Pas de marge de manœuvre ? Si, tout de même, il y en a une : l'argent présent et à venir de la chair à canon économique, les contribuables et leurs enfants. Les dirigeants actuels des grands pays sont prêts à tout pour éteindre le feu, sans remettre en cause leur idéologie.
Peu avares de jésuiteries et puisqu'“Il faut que tout change pour que rien ne change“, comme l'écrivait Lampedusa, ils sont même disposés à faire semblant de trahir leur idéologie, à nationaliser, si besoin est, le système bancaire, en en faisant supporter le coût aux contribuables contemporains et aux générations futures. Quitte à re-privatiser dans quelque temps. Avec, jurent-ils de belles plus-values. Demain on rase gratis.
A la guerre, on appelle ce type de manœuvre un repli stratégique. Pas un changement de stratégie, de modèle ou de paradigme, comme disent les sachants et les importants.
Or c'est bien de cela qu'il s'agit. C'est bien un changement de modèle idéologique qu'il s'agit d'opérer pour rétablir la confiance.
Les dirigeants actuels ne sont effectivement pas les mieux placés, idéologiquement, intellectuellement et moralement, pour le conduire. Pas un n'a évoqué une réforme d'ampleur. Pas un n'a remis en cause ce système. Pas un n'a remis en question son propre fonctionnement. Pas un ne s'est admis responsable et coupable.

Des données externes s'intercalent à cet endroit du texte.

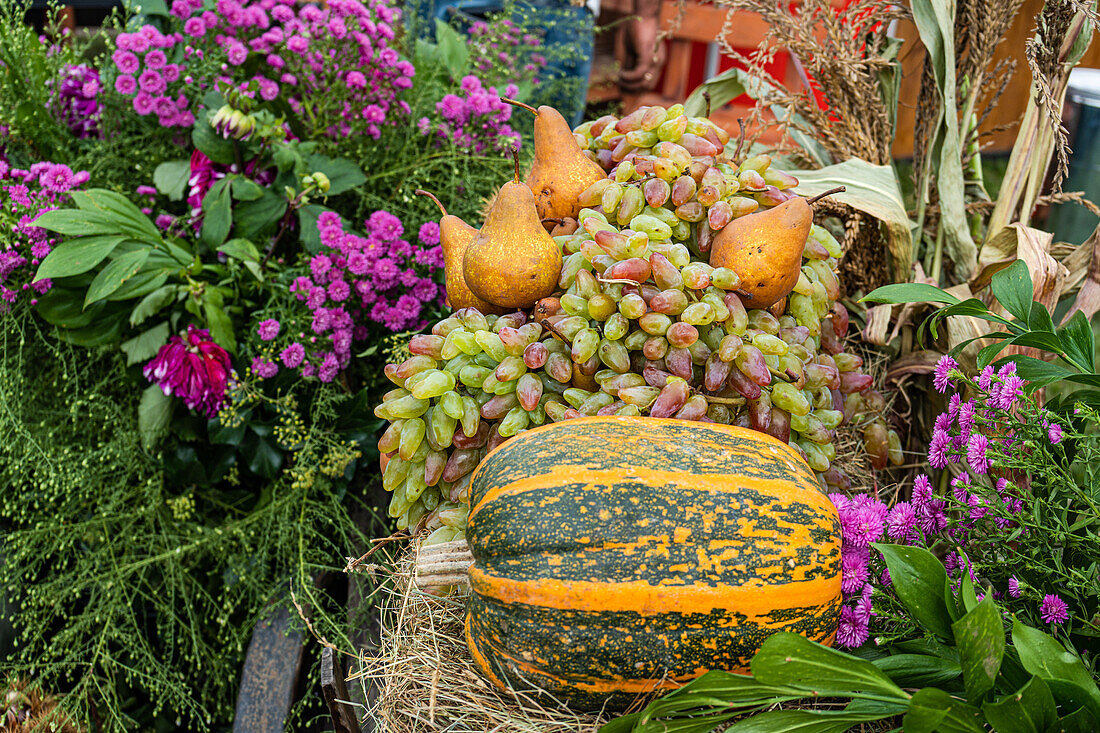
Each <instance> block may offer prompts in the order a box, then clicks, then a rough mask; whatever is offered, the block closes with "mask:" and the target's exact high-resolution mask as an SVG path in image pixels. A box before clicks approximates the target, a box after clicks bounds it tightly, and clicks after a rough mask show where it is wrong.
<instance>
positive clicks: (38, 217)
mask: <svg viewBox="0 0 1100 733" xmlns="http://www.w3.org/2000/svg"><path fill="white" fill-rule="evenodd" d="M34 226H35V227H42V228H43V229H48V230H50V231H56V232H57V233H58V234H65V236H66V237H94V236H96V234H114V236H118V234H122V233H124V232H123V229H122V227H121V226H120V223H119V221H118V220H117V219H114V218H113V217H109V216H106V215H103V214H100V212H97V211H81V210H80V209H54V210H53V211H46V212H45V214H43V215H42V216H40V217H38V218H37V219H35V220H34Z"/></svg>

Et ils voudraient qu'on retrouve confiance...
PS - S'agissant du rétablissement de la confiance des marchés, ce n'est pas la réunion vendredi des grands argentiers du G7 et du FMI qui fera bouger les lignes : le communiqué final sonne creux, évocant des principes, sans détailler aucune action concrète.
Du coup, l'Euro-groupe, réuni ce dimanche à Paris, est condamné à prendre des décisions spectaculaires : il est question de nationaliser systématiquement les grandes banques de la zone Euro qui viendraient à être en difficulté et, surtout, de garantir les prêts inter-bancaires, dont la paralysie bloque aujourd'hui l'économie. Cher, très cher, mais pas sot.